L’architettura

Sei un eroe! Chi avrebbe pensato che tu fossi ancora qui dopo le prime tre parti? I tuoi sforzi saranno presto ricompensati. Le prime tre parti non danno uno sguardo approfondito all’architettura del framework. Poiché essa rende unico Symfony nel panorama dei framework, vediamo in cosa consiste.

Capire la struttura delle cartelle

La struttura delle cartelle di un’applicazione Symfony è alquanto flessibile, ma la struttura raccomandata è la seguente:

app/
La configurazione dell’applicazione;
src/
Il codice PHP del progetto;
vendor/
Le dipendenze di terze parti;
web/
La cartella radice del web.

La cartella web/

La cartella radice del web è la casa di tutti i file pubblici e statici, come immagini, fogli di stile, file JavaScript. È anche il posto in cui stanno i front controller:

// web/app.php
require_once __DIR__.'/../app/bootstrap.php.cache';
require_once __DIR__.'/../app/AppKernel.php';

use Symfony\Component\HttpFoundation\Request;

$kernel = new AppKernel('prod', false);
$kernel->loadClassCache();
$request = Request::createFromGlobals();
$response = $kernel->handle($request);
$response->send();

Il front controller inizializza l’applicazione, usando una classe kernel (AppKernel, in questo caso). Quindi, crea l’oggetto Request, usando le variabili globali di PHP, e lo passa al kernel. L’ultimo passo è l’invio del contenuto della risposta, restituito dal kernel all’utente.

La cartella app/

La classe AppKernel è il punto di ingresso principale della configurazione dell’applicazione e quindi è memorizzata nella cartella app/.

Questa classe deve implementare due metodi:

registerBundles()
deve restituire un array di tutti i bundle necessari per eseguire l’applicazione;
registerContainerConfiguration()
carica la configurazione dell’applicazione (approfondito più avanti);

Il caricamento automatico essere configurato tramite Composer, che vuol dire che si può usare qualsiasi classe PHP senza dover far nulla! Tutte le dipendenze sono memorizzate sotto la cartella vendor/, ma è solo una convenzione. Si possono memorizzare dove si preferisce, globalmente sul proprio server o localmente nei propri progetti.

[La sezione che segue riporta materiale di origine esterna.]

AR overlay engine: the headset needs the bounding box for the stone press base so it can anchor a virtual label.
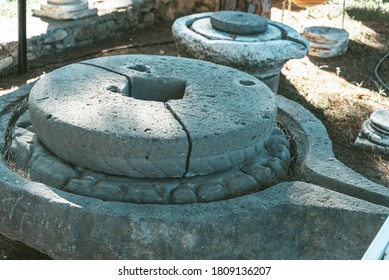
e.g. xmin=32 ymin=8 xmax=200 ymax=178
xmin=0 ymin=85 xmax=389 ymax=259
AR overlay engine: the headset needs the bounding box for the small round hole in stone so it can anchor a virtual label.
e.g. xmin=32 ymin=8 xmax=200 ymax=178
xmin=239 ymin=80 xmax=255 ymax=86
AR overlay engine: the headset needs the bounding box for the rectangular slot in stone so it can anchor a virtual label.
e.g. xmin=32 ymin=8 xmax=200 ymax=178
xmin=131 ymin=77 xmax=186 ymax=102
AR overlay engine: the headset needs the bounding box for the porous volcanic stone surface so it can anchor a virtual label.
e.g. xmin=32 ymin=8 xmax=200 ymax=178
xmin=210 ymin=11 xmax=268 ymax=35
xmin=0 ymin=85 xmax=389 ymax=259
xmin=11 ymin=111 xmax=291 ymax=204
xmin=172 ymin=13 xmax=309 ymax=92
xmin=29 ymin=55 xmax=277 ymax=178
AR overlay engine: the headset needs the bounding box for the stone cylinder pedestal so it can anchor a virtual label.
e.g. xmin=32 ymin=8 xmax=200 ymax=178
xmin=172 ymin=11 xmax=309 ymax=92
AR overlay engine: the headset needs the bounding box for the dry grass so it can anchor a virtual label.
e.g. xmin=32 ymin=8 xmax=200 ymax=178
xmin=273 ymin=1 xmax=389 ymax=187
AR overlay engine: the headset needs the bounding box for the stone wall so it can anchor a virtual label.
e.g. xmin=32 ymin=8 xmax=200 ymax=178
xmin=0 ymin=0 xmax=215 ymax=78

Capire il sistema dei bundle

Questa sezione è un’introduzione a una delle più grandi e potenti caratteristiche di Symfony, il sistema dei bundle.

Un bundle è molto simile a un plugin in un altro software. Ma perché allora si chiama bundle e non plugin? Perché ogni cosa è un bundle in Symfony, dalle caratteristiche del nucleo del framework al codice scritto per un’applicazione.

Tutto il codice scritto dallo sviluppatore è organizzato in bundle. Nel gergo di Symfony, un bundle è un insieme strutturato di file (file PHP, fogli di stile, JavaScript, immagini, ...) che implementa una singola caratteristica (un blog, un forum, ...) e che può essere facilmente condivisi con altri sviluppatori.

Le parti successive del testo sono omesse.